Completed in 2000, this report provids a broad foundation for effective restoration of native fish species and their aquatic habitat in the Scappoose Bay Watershed. The report has been used extensively to understand and prioritize key issues in the watershed.

This assessment presents the existing baseline information on watershed conditions (based on available reports and data) and oral history interviews. A Geographic Information System (GIS) was built to display, analyze and store much of the data. Habitat factors for the decline of salmonids are compared, and major protection and restoration opportunities are identified and prioritized. This Phase I assessment does not generally provide the detailed field reconnaissance and comprehensive field studies that are necessary for proceeding with specific protection and restoration projects. Rather, this assessment lays out the groundwork for a second phase of assessment that bridges the gap between identifying major areas for action and conducting specific projects.

Historially, the Scappoose Bay Watershed supported four of six salmonid species found in the Pacific Northwest, including Chinook, Coho, steelhead, and cutthroat trout.
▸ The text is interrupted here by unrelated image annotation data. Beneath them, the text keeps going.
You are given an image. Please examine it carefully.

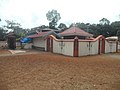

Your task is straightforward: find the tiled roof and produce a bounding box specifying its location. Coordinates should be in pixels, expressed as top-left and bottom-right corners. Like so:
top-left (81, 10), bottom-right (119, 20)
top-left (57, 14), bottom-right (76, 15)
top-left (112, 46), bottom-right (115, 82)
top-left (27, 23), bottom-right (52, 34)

top-left (60, 26), bottom-right (93, 36)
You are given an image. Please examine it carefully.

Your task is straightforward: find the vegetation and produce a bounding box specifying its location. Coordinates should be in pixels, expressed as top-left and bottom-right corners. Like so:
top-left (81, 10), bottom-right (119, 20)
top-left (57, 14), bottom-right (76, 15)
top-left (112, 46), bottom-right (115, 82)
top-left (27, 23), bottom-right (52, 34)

top-left (46, 10), bottom-right (61, 29)
top-left (0, 10), bottom-right (120, 41)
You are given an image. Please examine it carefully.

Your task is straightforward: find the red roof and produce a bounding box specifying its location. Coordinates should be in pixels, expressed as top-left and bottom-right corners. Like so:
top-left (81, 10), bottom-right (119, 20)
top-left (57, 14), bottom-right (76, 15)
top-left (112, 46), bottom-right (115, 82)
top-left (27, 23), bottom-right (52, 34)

top-left (28, 32), bottom-right (49, 38)
top-left (61, 26), bottom-right (93, 36)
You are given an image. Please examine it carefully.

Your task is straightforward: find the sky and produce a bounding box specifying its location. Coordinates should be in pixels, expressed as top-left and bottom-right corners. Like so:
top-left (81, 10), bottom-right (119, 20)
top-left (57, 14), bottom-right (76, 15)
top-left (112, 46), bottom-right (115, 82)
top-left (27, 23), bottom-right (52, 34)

top-left (0, 0), bottom-right (120, 28)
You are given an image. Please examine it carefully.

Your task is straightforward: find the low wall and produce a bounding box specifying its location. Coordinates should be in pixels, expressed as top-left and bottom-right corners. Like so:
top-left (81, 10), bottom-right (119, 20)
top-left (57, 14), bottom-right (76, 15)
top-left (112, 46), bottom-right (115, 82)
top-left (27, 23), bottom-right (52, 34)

top-left (46, 35), bottom-right (117, 56)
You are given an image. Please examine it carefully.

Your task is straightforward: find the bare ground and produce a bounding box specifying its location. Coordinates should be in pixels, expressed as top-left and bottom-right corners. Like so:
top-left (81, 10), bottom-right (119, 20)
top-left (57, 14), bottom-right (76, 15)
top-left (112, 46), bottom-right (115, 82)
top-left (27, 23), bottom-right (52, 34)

top-left (0, 52), bottom-right (120, 90)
It contained a broad diversity of habitats, ranging from small, steep mountain streams to broad, low-gradient stream valleys to the lowland floodplain of the Columbia River estuary.

Over the past 150 years, the watershed has been impacted by a broad range of uses: agriculture, forestry, surface mining, and residential and industrial development. The dramatic decline in all species of salmonids in the watershed is not due to one or even several independent habitat-impacting activities, but rather to a complex interplay of activities that have degraded specific habitats used at particular times in the life histories of the fish. Included in this complex scenario is the effect of introduced hatchery fish and fishery management policies, as well as the shift to poor ocean conditions along the Oregon and Washington coasts throughout the 1980’s.